A few updates. Regarding the GP mutations in G5119.1 that @swohl, @alin and @evogytis are discussing, I haven’t yet produced iSNV calls systematically since we don’t yet have replicate sequencing runs from independent library constructions. But since I’ve been staring at the reads for G5119.1 between 6675 and 6170, I can say that the typical Makona-2014 sequence in this region is present at about 5% in the reads, and the four SNPs of interest are at about 95%, and they do all appear to be linked (at least the three that are all really close are definitely linked, so basically, just two intrahost haplotypes here. The read support looks quite solid, there’s no reason to suspect sequencing errors in this region.
@arambaut - I’ve fixed the assembly errors in the palindromic region at the very end of the genome by increasing some of our edge trimming parameters. Those SNPs all go away with the exception of 18910, which continues to be well supported by reads. Still have reason to be suspicious of 18910 because of where it is, but I can’t come up with a good reason to exclude it, so in my latest assemblies, we keep that one in there.

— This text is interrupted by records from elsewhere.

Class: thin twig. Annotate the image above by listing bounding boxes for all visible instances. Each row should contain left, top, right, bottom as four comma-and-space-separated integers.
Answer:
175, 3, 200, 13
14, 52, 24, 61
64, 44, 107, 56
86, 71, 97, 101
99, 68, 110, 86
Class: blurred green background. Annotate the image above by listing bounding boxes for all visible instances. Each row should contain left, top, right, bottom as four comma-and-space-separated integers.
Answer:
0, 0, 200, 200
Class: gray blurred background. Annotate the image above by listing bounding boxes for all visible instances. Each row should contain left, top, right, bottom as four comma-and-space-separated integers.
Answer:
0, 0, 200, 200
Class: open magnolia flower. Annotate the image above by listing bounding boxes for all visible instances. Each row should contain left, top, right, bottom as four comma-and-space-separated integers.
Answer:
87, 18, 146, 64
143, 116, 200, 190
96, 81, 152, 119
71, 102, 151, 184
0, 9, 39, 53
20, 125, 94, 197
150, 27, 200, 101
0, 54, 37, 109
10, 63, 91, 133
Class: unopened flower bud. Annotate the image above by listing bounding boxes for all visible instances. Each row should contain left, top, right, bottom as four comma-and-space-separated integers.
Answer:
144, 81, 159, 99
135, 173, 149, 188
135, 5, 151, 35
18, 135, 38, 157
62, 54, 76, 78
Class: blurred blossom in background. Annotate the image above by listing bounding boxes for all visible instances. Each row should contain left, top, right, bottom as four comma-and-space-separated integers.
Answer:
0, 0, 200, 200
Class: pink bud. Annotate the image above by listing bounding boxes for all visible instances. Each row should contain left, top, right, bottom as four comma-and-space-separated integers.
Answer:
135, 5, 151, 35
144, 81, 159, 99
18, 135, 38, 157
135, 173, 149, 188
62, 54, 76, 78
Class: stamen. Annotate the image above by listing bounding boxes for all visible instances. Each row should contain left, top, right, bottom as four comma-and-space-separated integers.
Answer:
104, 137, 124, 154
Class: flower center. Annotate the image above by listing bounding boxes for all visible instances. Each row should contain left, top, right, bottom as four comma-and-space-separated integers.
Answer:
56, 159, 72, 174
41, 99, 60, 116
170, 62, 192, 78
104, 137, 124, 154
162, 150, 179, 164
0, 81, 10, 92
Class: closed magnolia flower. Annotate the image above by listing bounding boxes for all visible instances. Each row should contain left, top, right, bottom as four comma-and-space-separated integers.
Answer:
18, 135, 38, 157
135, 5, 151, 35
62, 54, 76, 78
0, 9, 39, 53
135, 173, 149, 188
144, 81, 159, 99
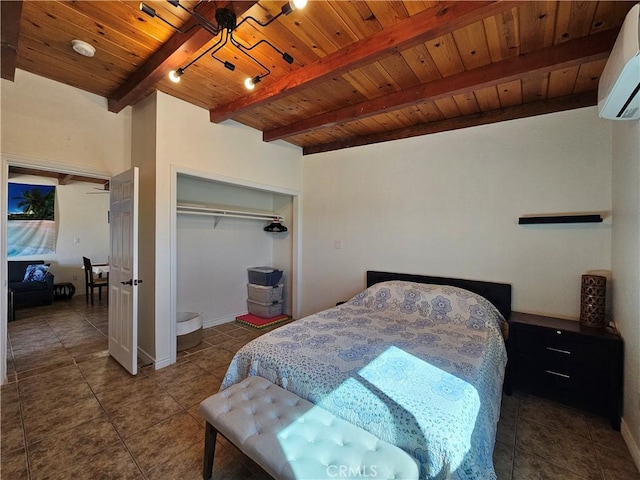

As for the other potential homoplasies pointed out by @evogytis, the ones I’ve managed to spot check look well supported. My guess is that the tree topology might shift around a bit as we add new sequences each week? Looking at the sequences, is it impossible to come up with a tree that eliminates these recurrent mutations? Is it possible that at this point we’ve seen enough evolutionary time pass (within just 2014 itself) that a recurrent mutation is believable?
I’m not sure I have a good sense of scale for that. @arambaut, if you say 1e-3 / site / year, then that means a single genome would experience 38 mutations a year? Right now, the WHO case totals for 2014 are about the same as the number of base pairs in the genome, so does that mean every position in the genome has had 38 opportunities to turn over this year? I must be wrong about the scale of this, that doesn’t seem right.